Concerned access to historical personal data held by authorities.

Held

The Court ruled:

• individuals must have effective access to stored personal data

Principle

• supports continuity of data access
• foundation for later portability rights

👉 Important precursor to modern portability doctrine

6. Schrems v. Data Protection Commissioner (Schrems I & II principles)

Facts

Concerned data transfer between jurisdictions and privacy protections.

Held

Data transfers must ensure:

• adequate protection
• enforceable rights for individuals

Principle

• portability must not weaken data protection standards
• applies when rail data moves across countries or platforms

7. Uber BV v. Aslam (UK Supreme Court - Analogical Transport Data Context)

Facts

Though employment-focused, it dealt with digital platform control over data.

Principle derived:

• platforms cannot disguise control over user-generated data
• users have enforceable rights in platform ecosystems

👉 Relevant to rail mobility platforms managing passenger data

7. Practical Implementation in Rail Systems

Modern rail systems implement portability through:

(A) Open API ticketing systems

• allow users to export travel history

(B) Digital mobility accounts

• unified passenger profiles across operators

(C) Interoperable EU rail data standards

• harmonised data formats for cross-border rail services

(D) Passenger data wallets (emerging model)

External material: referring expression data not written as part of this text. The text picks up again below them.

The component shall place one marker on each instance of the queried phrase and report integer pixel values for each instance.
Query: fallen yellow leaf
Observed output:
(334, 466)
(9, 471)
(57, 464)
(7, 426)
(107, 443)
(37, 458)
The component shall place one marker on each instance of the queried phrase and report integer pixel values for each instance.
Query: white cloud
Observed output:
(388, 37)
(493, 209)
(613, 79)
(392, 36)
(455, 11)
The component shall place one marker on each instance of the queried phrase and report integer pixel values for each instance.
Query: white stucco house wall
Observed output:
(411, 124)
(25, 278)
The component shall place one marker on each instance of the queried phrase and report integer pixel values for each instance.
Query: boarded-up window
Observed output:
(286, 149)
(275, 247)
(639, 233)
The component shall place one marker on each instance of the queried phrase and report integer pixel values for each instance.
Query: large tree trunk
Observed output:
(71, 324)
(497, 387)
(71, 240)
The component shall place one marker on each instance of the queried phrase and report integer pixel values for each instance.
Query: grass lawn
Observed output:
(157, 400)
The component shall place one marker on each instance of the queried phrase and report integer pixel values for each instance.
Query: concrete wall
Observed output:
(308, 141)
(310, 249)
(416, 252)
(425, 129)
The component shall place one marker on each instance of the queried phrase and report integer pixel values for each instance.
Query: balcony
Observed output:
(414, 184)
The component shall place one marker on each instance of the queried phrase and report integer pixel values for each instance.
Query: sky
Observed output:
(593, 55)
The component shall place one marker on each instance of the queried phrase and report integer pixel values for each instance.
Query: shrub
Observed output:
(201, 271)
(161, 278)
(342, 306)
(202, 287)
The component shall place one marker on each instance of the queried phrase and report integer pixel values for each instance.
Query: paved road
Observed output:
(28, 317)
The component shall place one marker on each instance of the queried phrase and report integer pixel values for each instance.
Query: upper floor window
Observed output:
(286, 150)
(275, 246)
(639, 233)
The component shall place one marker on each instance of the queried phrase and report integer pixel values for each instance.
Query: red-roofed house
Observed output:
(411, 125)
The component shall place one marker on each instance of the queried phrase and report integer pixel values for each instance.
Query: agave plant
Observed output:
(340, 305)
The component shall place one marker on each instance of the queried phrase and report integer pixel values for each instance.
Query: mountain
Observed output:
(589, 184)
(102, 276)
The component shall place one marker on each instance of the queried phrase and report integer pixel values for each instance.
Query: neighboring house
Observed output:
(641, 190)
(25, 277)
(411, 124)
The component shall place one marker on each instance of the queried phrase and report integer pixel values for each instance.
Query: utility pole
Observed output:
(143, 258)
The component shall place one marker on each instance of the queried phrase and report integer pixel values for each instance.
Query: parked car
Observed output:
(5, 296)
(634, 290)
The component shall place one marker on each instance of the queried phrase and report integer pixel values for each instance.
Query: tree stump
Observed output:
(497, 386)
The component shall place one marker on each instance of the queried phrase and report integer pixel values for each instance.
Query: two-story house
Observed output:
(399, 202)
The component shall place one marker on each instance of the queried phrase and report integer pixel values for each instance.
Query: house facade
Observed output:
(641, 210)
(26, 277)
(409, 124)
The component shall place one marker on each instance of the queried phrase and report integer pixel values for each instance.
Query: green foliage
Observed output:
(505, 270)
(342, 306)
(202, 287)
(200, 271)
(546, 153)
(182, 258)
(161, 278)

• users control and share travel credentials

8. Challenges in Rail Passenger Data Portability

(1) Technical incompatibility

Different rail operators use incompatible databases.

(2) Commercial resistance

Operators may not want to share customer data.

(3) Privacy risks

Improper transfer may expose sensitive travel patterns.

(4) Security concerns

Data breaches during transfer processes.

(5) Lack of enforcement consistency

Different countries interpret portability differently.

9. Conclusion

Rail passenger data portability is a modern extension of data protection and transport law, ensuring that passengers are not locked into a single railway ecosystem.

It is built on:

• GDPR Article 20 rights
• EU rail digital interoperability policies
• judicial principles from multiple CJEU decisions

Key case law such as Mousse v SNCF, Nowak, and Breyer confirms that:

passenger travel data is personal data, and individuals must have meaningful control over it, including the ability to transfer it.